L'amendement n° 95 de M. Bazin proposait d'élargir les conditions permettant à une personne d'accéder à l'aide à mourir. Concrètement, il suggérait d'assouplir les critères actuels pour inclure davantage de situations médicales ou de souffrances jugées insupportables. Le texte initial de la loi prévoyait déjà des conditions strictes, mais cet amendement cherchait à les rendre moins restrictives.
Cette mesure n'a pas été retenue. Le texte initial de l'article 5, avec ses conditions d'accès inchangées, est donc maintenu.
- Pour :
Les partisans de l'amendement estimaient que les critères existants étaient trop limitatifs.
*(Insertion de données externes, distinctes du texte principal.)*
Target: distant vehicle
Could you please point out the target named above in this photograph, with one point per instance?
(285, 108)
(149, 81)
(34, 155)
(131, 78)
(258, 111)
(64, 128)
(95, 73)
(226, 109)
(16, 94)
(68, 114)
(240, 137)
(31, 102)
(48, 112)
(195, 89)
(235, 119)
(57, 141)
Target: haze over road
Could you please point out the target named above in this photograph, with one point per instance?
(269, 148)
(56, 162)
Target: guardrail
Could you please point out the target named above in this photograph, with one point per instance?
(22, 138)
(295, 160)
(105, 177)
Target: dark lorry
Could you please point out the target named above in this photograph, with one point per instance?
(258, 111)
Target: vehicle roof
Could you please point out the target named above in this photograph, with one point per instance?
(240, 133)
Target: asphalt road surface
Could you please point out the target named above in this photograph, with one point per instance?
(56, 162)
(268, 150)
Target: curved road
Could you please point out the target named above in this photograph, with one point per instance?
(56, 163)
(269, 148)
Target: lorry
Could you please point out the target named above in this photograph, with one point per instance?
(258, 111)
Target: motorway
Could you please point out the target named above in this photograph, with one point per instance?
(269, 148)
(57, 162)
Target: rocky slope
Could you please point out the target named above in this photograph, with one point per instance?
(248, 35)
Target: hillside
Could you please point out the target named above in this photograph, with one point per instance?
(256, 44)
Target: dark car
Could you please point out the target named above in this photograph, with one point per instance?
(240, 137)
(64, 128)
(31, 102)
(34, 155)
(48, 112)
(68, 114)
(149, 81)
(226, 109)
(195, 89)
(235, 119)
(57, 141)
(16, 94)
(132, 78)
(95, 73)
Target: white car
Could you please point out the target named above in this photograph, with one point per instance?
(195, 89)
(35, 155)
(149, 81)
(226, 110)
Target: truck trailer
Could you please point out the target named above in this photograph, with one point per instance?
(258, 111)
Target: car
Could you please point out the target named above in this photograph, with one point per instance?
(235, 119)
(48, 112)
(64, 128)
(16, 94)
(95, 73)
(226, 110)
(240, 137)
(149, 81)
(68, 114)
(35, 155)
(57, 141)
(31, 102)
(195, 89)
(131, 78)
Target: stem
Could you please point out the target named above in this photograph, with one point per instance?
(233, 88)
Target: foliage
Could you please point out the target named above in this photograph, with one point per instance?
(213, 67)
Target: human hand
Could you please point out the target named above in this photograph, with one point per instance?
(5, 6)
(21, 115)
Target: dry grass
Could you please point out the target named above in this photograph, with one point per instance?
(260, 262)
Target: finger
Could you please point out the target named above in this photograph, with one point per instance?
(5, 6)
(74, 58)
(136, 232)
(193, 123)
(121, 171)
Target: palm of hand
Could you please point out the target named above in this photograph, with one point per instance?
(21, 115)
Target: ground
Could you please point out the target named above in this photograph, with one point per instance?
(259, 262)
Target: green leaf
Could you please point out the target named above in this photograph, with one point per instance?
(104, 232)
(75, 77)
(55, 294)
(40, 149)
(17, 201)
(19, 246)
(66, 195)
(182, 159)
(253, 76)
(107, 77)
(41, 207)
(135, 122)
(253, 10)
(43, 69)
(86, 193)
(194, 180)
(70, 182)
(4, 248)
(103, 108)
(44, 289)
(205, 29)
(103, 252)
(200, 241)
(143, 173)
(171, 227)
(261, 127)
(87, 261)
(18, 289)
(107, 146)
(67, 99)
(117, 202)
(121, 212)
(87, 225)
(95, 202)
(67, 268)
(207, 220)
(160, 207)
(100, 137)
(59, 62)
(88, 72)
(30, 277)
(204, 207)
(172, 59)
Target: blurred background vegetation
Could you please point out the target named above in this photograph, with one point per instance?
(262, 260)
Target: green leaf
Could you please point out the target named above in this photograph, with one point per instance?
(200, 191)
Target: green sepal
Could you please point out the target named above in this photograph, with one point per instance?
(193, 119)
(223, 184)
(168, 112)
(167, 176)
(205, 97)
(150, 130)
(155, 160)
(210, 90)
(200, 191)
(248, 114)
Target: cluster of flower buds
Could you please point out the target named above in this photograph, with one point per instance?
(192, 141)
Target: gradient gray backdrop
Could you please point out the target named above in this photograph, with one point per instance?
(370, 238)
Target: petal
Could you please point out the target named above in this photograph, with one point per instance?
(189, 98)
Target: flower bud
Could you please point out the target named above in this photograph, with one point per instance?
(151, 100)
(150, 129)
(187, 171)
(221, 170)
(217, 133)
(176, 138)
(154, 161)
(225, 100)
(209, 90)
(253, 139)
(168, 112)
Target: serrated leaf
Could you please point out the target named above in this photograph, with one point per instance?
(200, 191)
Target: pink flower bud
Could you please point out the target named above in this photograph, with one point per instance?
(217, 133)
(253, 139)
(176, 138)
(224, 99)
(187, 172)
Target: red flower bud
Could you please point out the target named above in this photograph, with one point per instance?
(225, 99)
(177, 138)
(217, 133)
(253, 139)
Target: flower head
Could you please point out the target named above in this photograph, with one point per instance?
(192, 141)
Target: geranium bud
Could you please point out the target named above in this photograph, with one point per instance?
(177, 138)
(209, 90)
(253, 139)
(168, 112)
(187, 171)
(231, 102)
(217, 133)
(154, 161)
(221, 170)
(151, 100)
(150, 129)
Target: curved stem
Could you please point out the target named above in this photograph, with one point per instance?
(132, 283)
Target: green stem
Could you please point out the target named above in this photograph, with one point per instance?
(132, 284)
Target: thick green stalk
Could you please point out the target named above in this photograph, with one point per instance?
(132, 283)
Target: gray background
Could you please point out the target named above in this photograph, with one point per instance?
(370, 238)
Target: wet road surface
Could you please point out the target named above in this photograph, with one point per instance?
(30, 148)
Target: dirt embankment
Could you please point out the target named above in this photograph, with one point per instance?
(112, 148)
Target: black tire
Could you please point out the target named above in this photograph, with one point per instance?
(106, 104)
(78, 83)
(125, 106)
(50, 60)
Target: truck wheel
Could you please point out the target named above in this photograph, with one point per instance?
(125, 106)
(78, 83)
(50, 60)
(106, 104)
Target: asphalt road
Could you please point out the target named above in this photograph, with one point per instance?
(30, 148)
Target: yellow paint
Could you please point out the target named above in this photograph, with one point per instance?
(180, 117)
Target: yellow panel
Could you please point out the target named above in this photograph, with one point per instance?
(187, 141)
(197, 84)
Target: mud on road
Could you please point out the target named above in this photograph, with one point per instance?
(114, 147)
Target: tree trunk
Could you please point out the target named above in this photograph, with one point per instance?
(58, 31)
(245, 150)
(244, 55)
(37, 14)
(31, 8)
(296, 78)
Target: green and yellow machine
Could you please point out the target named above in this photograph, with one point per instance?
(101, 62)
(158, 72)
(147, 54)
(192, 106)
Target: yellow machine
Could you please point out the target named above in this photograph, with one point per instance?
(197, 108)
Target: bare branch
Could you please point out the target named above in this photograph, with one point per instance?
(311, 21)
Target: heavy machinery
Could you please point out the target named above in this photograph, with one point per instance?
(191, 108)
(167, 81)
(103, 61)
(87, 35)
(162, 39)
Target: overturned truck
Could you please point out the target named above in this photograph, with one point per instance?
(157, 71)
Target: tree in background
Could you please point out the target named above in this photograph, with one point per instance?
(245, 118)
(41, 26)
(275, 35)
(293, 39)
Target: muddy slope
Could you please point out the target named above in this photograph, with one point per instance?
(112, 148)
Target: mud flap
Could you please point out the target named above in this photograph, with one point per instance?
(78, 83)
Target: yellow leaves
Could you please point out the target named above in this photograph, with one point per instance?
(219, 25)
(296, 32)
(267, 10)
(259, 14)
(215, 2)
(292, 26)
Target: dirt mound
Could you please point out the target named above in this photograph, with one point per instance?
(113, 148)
Ils considéraient qu'un élargissement permettrait à davantage de personnes en situation de souffrance extrême d'exercer leur droit à une fin de vie choisie.
- Contre :
Les opposants craignaient qu'un assouplissement des conditions ne conduise à des abus ou à une banalisation de l'aide à mourir. Ils soulignaient la nécessité de protéger les personnes vulnérables et de garantir un encadrement strict pour éviter toute dérive.
Cette décision concerne directement les personnes en fin de vie ou atteintes de maladies graves et incurables, ainsi que leurs proches et les équipes médicales qui les accompagnent. Elle impacte également les conditions dans lesquelles ces personnes peuvent demander une aide à mourir en France.